Monument Monday: Edmund Burke
Edmund Burke, the Irish statesman, orator and political philosopher, was also a student of manufacturing in the American colonies.
This statue of Burke — appreciated here as a supporter of the American revolution — stands in a small triangular park at Massachusetts Avenue and 12th Street, NW. According to DCist.com, the Sulgrave Institution—an organization to promote Anglo-American understanding—presented the bronze statue in 1922. (New York Times, Feb. 16, 1922: “British Sulgrave to Send Gifts Here.”) This version is actually a copy of the statue that stands in Bristol, England, the city Burke represented in Parliament. The inscription reads: “Magnanimity in Politics is Not Seldom the Truest Wisdom.”
We took the photo on a walk from Chinatown to Dupont Circle on a stormy evening last week. The park itself is ill-kept and is easily overlooked by drivers along Massachusetts Avenue.
The connection to manufacturing?
Burke wrote about manufacturing in the 1757 book written with his cousin, William Bourke, “An Account of the European Settlement of America.” For example, Chapter 12 is entitled, “The Commodities of Carolina for Export – Rice, Indigo, Pitch and Tar – Process in Raising and Manufacturing These Commodities.”
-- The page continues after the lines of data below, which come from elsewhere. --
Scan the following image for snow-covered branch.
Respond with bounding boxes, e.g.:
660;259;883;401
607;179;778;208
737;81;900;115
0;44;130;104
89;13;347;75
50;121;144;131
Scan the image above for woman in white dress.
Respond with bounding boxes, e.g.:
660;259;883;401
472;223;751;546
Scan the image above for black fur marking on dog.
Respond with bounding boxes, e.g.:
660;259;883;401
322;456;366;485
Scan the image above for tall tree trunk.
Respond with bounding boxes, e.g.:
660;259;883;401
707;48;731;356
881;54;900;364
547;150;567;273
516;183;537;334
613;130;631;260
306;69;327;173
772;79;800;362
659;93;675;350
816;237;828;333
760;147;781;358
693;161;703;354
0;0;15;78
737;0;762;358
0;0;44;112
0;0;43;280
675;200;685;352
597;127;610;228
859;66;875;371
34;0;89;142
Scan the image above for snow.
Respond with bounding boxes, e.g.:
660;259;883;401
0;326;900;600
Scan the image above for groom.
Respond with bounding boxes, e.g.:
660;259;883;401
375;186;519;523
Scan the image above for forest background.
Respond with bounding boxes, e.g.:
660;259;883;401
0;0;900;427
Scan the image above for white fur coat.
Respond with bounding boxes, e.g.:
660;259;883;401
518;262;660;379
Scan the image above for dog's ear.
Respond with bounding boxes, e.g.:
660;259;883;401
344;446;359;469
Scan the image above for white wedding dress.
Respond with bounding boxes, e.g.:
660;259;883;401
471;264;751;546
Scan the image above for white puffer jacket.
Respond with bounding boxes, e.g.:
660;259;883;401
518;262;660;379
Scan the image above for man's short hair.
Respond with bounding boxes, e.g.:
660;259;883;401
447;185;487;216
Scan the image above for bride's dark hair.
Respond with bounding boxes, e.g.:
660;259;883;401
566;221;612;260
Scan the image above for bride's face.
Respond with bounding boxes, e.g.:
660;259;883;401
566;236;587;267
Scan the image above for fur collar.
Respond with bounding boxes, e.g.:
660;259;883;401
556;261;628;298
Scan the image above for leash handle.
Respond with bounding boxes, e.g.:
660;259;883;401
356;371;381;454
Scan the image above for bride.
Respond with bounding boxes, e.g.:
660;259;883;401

He also cited the revolutionaries’ attack against manufacturing in a famous Parliamentary speech of Feb. 9, 1790, condemning the excesses of the French Revolution:
The French had shewn themselves the ablest architects of ruin that had hitherto existed in the world. In that very short space of time they had completely pulled down to the ground, their monarchy; their church; their nobility; their law; their revenue; their army; their navy; their commerce; their arts; and their manufactures…[there was a danger of] an imitation of the excesses of an irrational, unprincipled, proscribing, confiscating, plundering, ferocious, bloody and tyrannical democracy…[in religion] the danger of their example is no longer from intolerance, but from Atheism; a foul, unnatural vice, foe to all the dignity and consolation of mankind; which seems in France, for a long time, to have been embodied into a faction, accredited, and almost avowed.
Contemporary conservatism is often said to begin with Burke.